# Can $\{1, x^2, x^3, x^4, …\}$ approximate $x$ on $[0,1]$?

Can $$\{1, x^2, x^3, x^4, ...\}$$ approximate $$x$$ on $$[0,1]$$?

Here is an attempt:

Let $$\mathcal{A}$$ be the linear span of our set $$\{x^0, x^2, x^3, x^4, ...\}$$. $$\mathcal{A}$$ is a vector subspace and separates points. It is also a subalgebra since $$\sum_{i \neq 1}^{n} a_i x^i \times \sum_{i \neq 1}^{m} b_i x^i$$ does not generate any $$x^1$$ term. $$[0,1]$$ is compact, and $$x^0 = 1 \in \mathcal{A}$$. By the Stone-Weierstrass theorem, $$\mathcal{A} = C([0,1])$$. Conclude that our initial set can approximate $$x$$.

This is my first time using the Stone-Weierstrass theorem and I think I made a mistake, since the same argument goes through for all sets of the form $$\{1, x^k, x^{k+1}, x^{k+2}, ...\}$$ or say polynomials with even powers. It also seems to contradict the fact that the $$\{1, x, x^2, ... \}$$ form a basis in $$L^2([0,1])$$.
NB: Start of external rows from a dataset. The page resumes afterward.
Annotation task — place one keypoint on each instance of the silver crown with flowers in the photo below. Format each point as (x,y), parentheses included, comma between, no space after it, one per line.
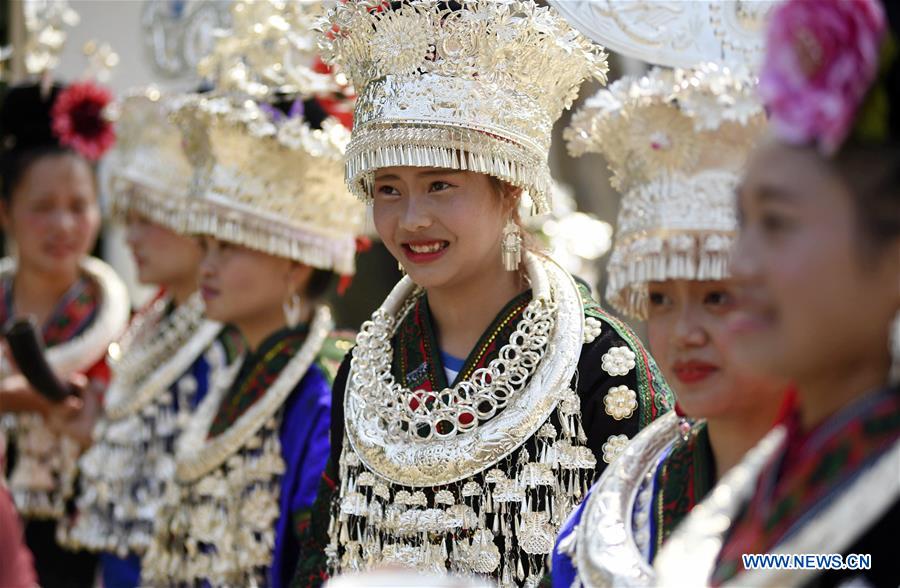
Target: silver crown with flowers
(476,88)
(147,171)
(268,50)
(272,187)
(676,142)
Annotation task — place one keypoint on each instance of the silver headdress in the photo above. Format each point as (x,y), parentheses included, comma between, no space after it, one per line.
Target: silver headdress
(261,179)
(148,171)
(273,187)
(676,142)
(477,88)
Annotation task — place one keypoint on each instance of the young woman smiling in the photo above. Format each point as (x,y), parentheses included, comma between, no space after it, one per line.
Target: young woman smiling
(817,263)
(489,388)
(669,267)
(276,223)
(50,213)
Any help will be greatly appreciated!

• Regarding the even powers case: the basic Weierstrass theorem implies that $\sqrt{t}$ can be uniformly approximated within any $\epsilon > 0$ by some polynomial function of $t$ for $t \in [0,1]$; now substitute $t=x^2$ for $x \in [0,1]$. – Daniel Schepler Feb 6 at 0:49
• Are you trying to approximate $x$, or are you trying to approximate $x$ on $[0,1]$? Two different things, one easy, one impossible. – Gerry Myerson Feb 6 at 1:10
• Sorry I meant on [0,1]! – is it normal Feb 6 at 1:16
• Not relevant for your Stone-Weierstrass question as such, but you might be interested in the Müntz–Szász theorem. I first saw it (and a nifty proof) in Green Rudin. – peter a g Feb 6 at 2:45
• BTW, if I understand your contradiction comment: "basis" here is not "basis" as in algebra (finite sums!) - so there is no contradiction. – peter a g Feb 6 at 3:32

Just for fun, an explicit sequence of polynomials that approximates $$\sqrt{x}$$ on $$[0,1]$$: \begin{align*}f_n(x) &= \frac2{\pi}-\frac1{\pi}\sum_{k=1}^n \frac1{k^2-\frac14}T_k(1-2x)\\ &= \frac{-2}{(2n+1)\pi}\sum_{j=0}^n (-4x)^j\cdot\binom{n+j}{2j}\cdot\frac1{2j-1}\end{align*} These $$f_n$$ are polynomials of degree $$n$$, and $$\max_{x\in [0,1]}\left|f_n(x)-\sqrt{x}\right| = f(0) = \frac2{(2n+1)\pi}$$. By the way, the $$T_k$$ in the first expression for $$p$$ are the Chebyshev polynomials.
When I first came up with these, I wrote out an approximation of $$f_{32}$$ (the first to get within $$0.01$$), with each coefficient to five significant digits. The largest coefficients were just short of $$10^{20}$$.
Of course, $$f_n(x^2)$$ would then be a polynomial of degree $$2n$$ with no linear term approximating $$x$$ to within $$\frac{2}{(2n+1)\pi}$$ on the interval.
This came out of a discussion of various approaches to finding an approximation to $$\sqrt{x}$$, and how to minimize the degree of the resulting polynomials for a given accuracy. Other approaches mentioned included the Taylor polynomial centered at $$1$$ (required degree $$\frac{1}{\pi\cdot\epsilon^2}$$), the iteration $$P_{n+1}(x)=P_n(x)+\frac{x-P_n(x)^2}{2}$$ (required degree $$2^{c/\epsilon}$$ for a constant $$c$$), and the Bernstein polynomials $$g_n(x)=\sum_{k=0}^n\sqrt{\frac kn}\binom nk x^k(1-x)^{n-k}$$ (required degree approximately $$\frac1{13.26\cdot \epsilon^2}$$).
Any of these methods suffice if all you need is the existence of a decent approximation, of course, and all could be converted to the problem here by the substitution $$x\to x^2$$.